Ana Brun in The Heiresses - Credit IMDB

Ana Brun in The Heiresses

When the film opens we are peaking through a slightly open door and witnessing an aloof woman surveying the items on sale in a dark, large villa in Asunción. Chela (Ana Brun) and Chiquita (Margarita Irun), descended from wealthy families, have lived here in relative luxury for 30 years. Martinessi’s script cleverly provides us with all the information we need without recourse to expository dialogue. In answer to the potential buyer’s questions, a proud, but otherwise emotionless voice answers, ‘the glasses are rock crystal. It’s a 58 piece-set,’ suggesting the kind of dinner parties that once filled the old house. The chandeliers, however, are not for sale.

Paraguay is not alone in having debtors’ prisons (several states in the USA have them) but Chiquita is furious about being accused of fraud and that debt is a criminal offense punishable by prison. Chiquita, the stronger and more practical of the pair, is going to prison, but the separation leaves Chula unwilling to leave her room.

Depressed, humiliated and eager to keep the bankruptcy silent, Chula is reluctant to accompany Chiquita to their friend Carmela’s (Alicia Guerra) 50th birthday party. Chiquita tries to persuade her. ‘Remember when you turned 50 and Carmela helped with the decorations?’ Chula, from her bed, responds, ‘that was when I turned 40.’ The conversation reveals not only the closeness of the two women and their long-term relationship but the closed set of friends, and the difficulty Chula will have facing her past social set or seeking new acquaintances.

Although Chiquita assures Chula that only Carmelo knows their secret and that she is helping them (she sold their lawn mower), Chiquita concludes that Carmela has told everyone, as everyone seems to know. Women with too much time on their hands gossip, but Carmela is not the only one: Chula and Chiquita gossip, too.

Before Chiquita goes to prison she hires a new, cheaper maid, Pati (Nilda Gonzalez) to serve Chula her pills and morning coffee and help her with the house. One glass on the tray is for ‘diet soda,’ Chiquita emphasizes to a bewildered, seriously overweight Pati: ‘never zero.’ They may be broke, but they cannot imagine life without a live in maid. When it comes to the administration of pills, we learn that Pati does not read, another dimension to the social divide.

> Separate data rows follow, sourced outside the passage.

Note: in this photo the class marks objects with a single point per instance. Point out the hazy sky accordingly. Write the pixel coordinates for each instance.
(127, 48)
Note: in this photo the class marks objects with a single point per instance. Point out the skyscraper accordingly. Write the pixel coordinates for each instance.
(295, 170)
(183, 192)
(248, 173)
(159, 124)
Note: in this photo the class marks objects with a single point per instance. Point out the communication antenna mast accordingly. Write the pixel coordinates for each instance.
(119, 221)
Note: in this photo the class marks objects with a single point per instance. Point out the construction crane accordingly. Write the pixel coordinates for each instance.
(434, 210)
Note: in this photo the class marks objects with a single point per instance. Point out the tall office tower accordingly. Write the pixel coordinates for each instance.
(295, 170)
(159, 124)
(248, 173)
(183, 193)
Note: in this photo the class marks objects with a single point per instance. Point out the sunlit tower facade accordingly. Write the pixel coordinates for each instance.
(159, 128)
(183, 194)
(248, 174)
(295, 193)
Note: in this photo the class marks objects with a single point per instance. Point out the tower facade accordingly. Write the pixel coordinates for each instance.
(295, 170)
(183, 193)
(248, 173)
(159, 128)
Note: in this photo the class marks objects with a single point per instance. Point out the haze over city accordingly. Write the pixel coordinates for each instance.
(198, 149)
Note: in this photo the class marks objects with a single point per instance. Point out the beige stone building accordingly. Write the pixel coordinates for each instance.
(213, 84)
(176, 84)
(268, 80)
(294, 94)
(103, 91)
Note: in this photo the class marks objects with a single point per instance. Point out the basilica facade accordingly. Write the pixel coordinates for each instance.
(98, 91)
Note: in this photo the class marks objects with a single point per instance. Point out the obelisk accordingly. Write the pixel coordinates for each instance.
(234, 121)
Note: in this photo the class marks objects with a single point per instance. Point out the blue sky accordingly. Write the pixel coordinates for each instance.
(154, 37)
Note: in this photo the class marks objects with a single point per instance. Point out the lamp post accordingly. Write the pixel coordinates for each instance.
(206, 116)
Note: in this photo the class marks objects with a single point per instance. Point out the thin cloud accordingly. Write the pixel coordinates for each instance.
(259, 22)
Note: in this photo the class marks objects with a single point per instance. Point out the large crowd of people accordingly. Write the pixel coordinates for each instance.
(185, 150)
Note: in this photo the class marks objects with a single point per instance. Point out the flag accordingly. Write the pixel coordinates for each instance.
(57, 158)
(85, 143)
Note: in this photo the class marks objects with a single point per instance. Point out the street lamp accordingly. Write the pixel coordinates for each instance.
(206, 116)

When Chula arrives at her first visit to the prison, she surveys a noisy crowd of women and children squeezed into an outdoor recreation area: squalid, but by no means subdued. We can tell from the look on her face that Chula would never survive a day there. Chiquita seems to be adapting and to know everyone: ‘See that woman dancing over there? She murdered her husband’, Chiquita tells Chula.

Then one day, while Chula is painting in her room, the maid announces a neighbour has called to ask a favour. The gossipy old Pituca (María Martins) wants a lift to her card game, a social event she dresses up to attend with heavily applied make up.

At first, Chula is shocked and reticent, but takes Pituca to her card game. After a few more such favours for which she is unpaid, Chula, who does not have her driver’s licence, gradually becomes an unofficial taxi driver and begins accepting money. She finds herself enjoying the freedom and discipline of driving elderly, wealthy women – like her former self – to their appointments – and it keeps her loneliness at bay. But the job also opens up new horizons, and brings Chula into contact with Angy (Ana Ivanova), a younger, sensual and free-spirited woman who does not gossip, and is not obsessed with what others think of her. Although Angy has a fiancé, Chula is enjoying the possibility of new physical pleasures as she starts to break free of her repressed life of privilege and confinement.

Though Martinessi’s slow pace might put some viewers off, the screen space is never empty and we needs the time to absorb all the finely observed details. The relationship between Chula and Angy may appear unrealistic as the two women are so different and have so little in common, but Angy is not looking at it in the same way as Chula, and represents Chula’s newfound sense of desire and possibilities.